Assim, só podem ser exigidos aos contribuintes os impostos que tenham sido criados ou
alterados por lei, segundo um processo plasmado na própria CRA, que exige a intervenção
da Assembleia Nacional, tornando-se a previsão normativa um mecanismo de certeza e um
instrumento de segurança jurídica. Nullum tributum sine lege – foi o que vimos quando
estudámos o princípio da tipicidade.

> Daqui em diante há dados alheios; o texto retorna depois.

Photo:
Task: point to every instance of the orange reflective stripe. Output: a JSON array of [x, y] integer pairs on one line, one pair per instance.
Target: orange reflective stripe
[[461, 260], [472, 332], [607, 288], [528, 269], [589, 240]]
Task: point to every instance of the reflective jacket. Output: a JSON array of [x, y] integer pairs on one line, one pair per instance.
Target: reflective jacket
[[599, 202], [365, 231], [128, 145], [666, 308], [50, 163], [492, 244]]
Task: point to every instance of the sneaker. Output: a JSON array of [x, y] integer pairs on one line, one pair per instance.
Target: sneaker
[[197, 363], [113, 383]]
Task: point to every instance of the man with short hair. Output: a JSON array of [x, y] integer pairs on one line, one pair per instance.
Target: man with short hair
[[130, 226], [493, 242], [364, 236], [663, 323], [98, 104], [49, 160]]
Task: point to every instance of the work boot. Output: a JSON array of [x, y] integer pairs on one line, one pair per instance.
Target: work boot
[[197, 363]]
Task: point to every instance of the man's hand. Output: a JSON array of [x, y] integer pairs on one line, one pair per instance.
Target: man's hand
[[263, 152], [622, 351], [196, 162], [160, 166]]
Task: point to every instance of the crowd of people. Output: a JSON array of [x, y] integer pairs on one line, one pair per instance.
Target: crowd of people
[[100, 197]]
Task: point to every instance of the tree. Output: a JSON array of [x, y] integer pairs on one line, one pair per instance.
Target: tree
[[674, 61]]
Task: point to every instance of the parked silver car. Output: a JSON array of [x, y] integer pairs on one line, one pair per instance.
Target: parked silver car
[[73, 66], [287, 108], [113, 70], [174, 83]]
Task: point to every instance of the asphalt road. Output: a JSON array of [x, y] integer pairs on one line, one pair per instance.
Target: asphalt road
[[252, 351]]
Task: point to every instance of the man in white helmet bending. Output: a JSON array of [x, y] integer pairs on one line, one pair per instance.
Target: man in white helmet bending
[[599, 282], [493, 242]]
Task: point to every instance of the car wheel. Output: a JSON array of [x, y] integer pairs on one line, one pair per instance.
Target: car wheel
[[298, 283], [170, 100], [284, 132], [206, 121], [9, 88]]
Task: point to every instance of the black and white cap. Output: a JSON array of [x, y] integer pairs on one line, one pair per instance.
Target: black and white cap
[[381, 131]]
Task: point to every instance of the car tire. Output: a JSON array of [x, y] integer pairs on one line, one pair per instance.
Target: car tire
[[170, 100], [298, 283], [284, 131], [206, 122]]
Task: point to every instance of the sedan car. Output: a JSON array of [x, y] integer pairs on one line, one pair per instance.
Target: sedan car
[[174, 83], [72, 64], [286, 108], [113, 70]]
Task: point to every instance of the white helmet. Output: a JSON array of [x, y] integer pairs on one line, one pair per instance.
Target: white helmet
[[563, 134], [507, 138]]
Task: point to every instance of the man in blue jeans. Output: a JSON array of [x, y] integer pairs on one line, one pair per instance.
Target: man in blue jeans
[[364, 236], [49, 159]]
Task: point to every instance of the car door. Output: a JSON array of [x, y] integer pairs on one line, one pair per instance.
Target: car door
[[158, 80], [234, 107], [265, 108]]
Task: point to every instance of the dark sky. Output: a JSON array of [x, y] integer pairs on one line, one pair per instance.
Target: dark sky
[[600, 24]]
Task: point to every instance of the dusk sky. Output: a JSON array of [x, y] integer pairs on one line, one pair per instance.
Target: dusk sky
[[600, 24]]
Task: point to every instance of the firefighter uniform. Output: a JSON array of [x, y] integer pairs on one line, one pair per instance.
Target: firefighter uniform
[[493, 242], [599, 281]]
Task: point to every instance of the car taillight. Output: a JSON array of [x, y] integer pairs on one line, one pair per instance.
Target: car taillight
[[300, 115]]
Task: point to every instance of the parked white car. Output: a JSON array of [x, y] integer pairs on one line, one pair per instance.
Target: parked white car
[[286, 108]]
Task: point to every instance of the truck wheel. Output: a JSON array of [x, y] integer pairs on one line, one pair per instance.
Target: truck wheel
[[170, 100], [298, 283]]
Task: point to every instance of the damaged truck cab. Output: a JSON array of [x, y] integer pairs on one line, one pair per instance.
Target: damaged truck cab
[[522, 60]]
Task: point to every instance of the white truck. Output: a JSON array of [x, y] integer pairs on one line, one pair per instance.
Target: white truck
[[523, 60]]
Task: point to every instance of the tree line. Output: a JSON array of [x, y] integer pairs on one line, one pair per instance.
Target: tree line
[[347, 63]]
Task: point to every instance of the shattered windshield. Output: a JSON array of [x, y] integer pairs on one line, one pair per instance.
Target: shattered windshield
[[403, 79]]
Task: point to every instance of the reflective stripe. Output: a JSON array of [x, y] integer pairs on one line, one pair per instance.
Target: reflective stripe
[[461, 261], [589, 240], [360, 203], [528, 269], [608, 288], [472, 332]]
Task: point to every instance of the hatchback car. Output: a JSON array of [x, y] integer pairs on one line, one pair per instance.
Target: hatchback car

O princípio da segurança tributária ou da protecção da
confiança decorre do art. 2.º da CRA (Estado Democrático de Direito). A lei não pode pôr
em causa as bases da confiança dos administrados no Estado. Para GONZÁLEZ e
LEJEUNE, a lei é: i) um aspecto positivo do princípio da segurança tributária: a lei como
veículo de certeza; ii) um aspecto negativo do princípio da segurança tributária: a lei como
um mecanismo de defesa frente a possíveis arbitrariedades dos órgãos do Estado
(Administração fiscal). [Vide EUSEBIO GONZÁLEZ/ERNESTO LEJEUNE, Derecho Tributario,
vol. I, Plaza Universitária, Salamanca, 2003, p. 35 apud AMÉRICO FERNANDO BRÁS
CARLOS, p. 122.]

2. O conceito de relação jurídica tributária e as suas principais características

No seu art. 2.º, n.º 1, al. s), o CGT define relação jurídica tributária como «o vínculo
jurídico estabelecido entre o Estado ou entes públicos equiparados, enquanto
Administração Tributária, e as pessoas singulares ou colectivas e os entes fiscalmente
equiparados a estas, nos termos da lei». Esta definição legal ajuda-nos a perceber melhor o
conteúdo do art. 1.º do CGT que delimita o âmbito de aplicação do Código às relações
tibutárias e às relações de direito público que não tenham natureza tributária, quando assim
o determine a própria lei.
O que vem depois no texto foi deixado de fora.